'Herr Miihlberger. well, here we are together again sooner than I expected.' said inspector Dietrich, who had been listening in from the next room. 'The car, Franke.'
'In the workshop, sir. The ignition's done for.'
'Oh, all right. You get more out of life riding a bicycle. You hold the fort here, Franke. Come with me, Herr Miihlberger.'
Twelve minutes later they had reached their destination. 'There, that's him in the entrance,' whispered Miihlberger, although it was impossible for the man to overhear him at this distance.
'Hold my bike.' Klaus Dietrich left the road and crossed the sandy strip to Number 198. The man was sitting on the front step outside the door. 'Inspector Dietrich, CID. What's your name?'
The man stood up. 'Giese. Franz Giese. I was meeting Lene, I'm a bit early. So I'm just waiting for her.'
'For Marlene Kaschke?'
'We've waited years, Lene and me, and now we've found each other again at last, it was the day before yesterday, and we swore nothing would part us again.'
'You were here the day before yesterday?'
At four in the afternoon. She made some nice titbits for us to eat, and we drank sparkling wine. We made love till late.'
'You stayed all evening, Herr Giese? Till when?'
'Till the last U-Bahn left.' Mdhlberger pushed the bicycles closer. Dietrich waved him away. Giese sat down on the step again. 'She's a good woman. She's been through a lot, even if she doesn't talk about it.' He paused for a while, as if there was no more to be said. Then he looked up at Dietrich, with torment, despair and hopelessness in his face. 'Who did it, inspector?'
Klaus Dietrich had seen soldiers' bodies torn to pieces and hanging in Russian birch trees; he had heard the screams of tank crews burning to death in their vehicles, and the whimpering of dying women and children in blazing cottages. But it wasn't wartime any more, where even the worst horrors became routine, and this grown man's quiet, grief-stricken voice moved him more deeply than anything he had seen. He laid his hand gently on Giese's head, he didn't know why. 'We'll find him, I promise you, Herr Giese. You can help us. Come and see me at the police station. This is the address. Good day. Herr Giese.'
Muhlberger had moved the two bicycles within earshot, and didn't let a word escape him. The inspector went to take his own bicycle back, but Muhlberger clutched it. 'Put that murderer behind bars!' he urged shrilly. 'You want to lock him up, you do!' Dietrich angrily liberated his bike from the man's grip and rode off.
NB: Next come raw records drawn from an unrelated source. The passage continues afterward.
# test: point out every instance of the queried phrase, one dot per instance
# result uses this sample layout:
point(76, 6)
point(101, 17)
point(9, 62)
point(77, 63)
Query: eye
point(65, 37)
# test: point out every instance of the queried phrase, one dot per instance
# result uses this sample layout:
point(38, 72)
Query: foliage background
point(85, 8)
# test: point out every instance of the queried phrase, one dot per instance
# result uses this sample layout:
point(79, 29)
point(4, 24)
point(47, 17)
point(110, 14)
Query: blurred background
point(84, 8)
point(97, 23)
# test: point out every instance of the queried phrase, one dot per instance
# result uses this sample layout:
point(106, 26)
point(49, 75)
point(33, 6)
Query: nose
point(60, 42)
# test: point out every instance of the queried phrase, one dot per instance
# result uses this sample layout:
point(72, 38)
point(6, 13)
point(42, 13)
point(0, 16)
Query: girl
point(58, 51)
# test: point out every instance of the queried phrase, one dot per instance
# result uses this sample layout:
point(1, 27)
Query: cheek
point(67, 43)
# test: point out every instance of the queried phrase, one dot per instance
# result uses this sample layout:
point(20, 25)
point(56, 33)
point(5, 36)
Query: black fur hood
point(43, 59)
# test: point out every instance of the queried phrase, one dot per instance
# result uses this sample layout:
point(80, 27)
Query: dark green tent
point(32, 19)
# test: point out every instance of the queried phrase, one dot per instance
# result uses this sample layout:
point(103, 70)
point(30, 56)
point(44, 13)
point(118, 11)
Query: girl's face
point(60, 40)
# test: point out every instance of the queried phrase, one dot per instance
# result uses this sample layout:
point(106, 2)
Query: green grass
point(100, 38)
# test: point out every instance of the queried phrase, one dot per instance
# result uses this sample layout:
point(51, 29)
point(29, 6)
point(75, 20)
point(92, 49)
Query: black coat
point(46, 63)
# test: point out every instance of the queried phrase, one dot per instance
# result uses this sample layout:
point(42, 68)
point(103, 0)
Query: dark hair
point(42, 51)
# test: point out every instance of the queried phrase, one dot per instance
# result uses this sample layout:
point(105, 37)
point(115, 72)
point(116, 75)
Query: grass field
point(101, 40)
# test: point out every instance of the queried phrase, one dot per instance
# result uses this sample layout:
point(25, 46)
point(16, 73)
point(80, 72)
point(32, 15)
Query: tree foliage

Sergeant Franke struck his hands together in dismay. 'You let him go?'
'I asked him to come and see us in the next few days.'
And you seriously believe he'll accept your invitation?'
'He'll come. He's not the murderer.'
'Muhlberger saw him in the stairwell at almost exactly the time of the crime, inspector. There can't be that many men with dimples in their chins.'
'He saw Franz Giese coming downstairs, that's true. Giese himself doesn't deny being with Marlene Kaschke from four in the afternoon until just before curfew. Two lovers, Franke, who had found each other again. Tenderness in the air, and the hope of a wonderful future together. And the murderer arrived only a few minutes later.'
Who, sir? Who was he?'
'I don't know. But I have a kind of feeling that we know him.'
Hendrijk Claasen lived four houses away from Ben's grandparents. He was cleaning his Triumph in the front garden.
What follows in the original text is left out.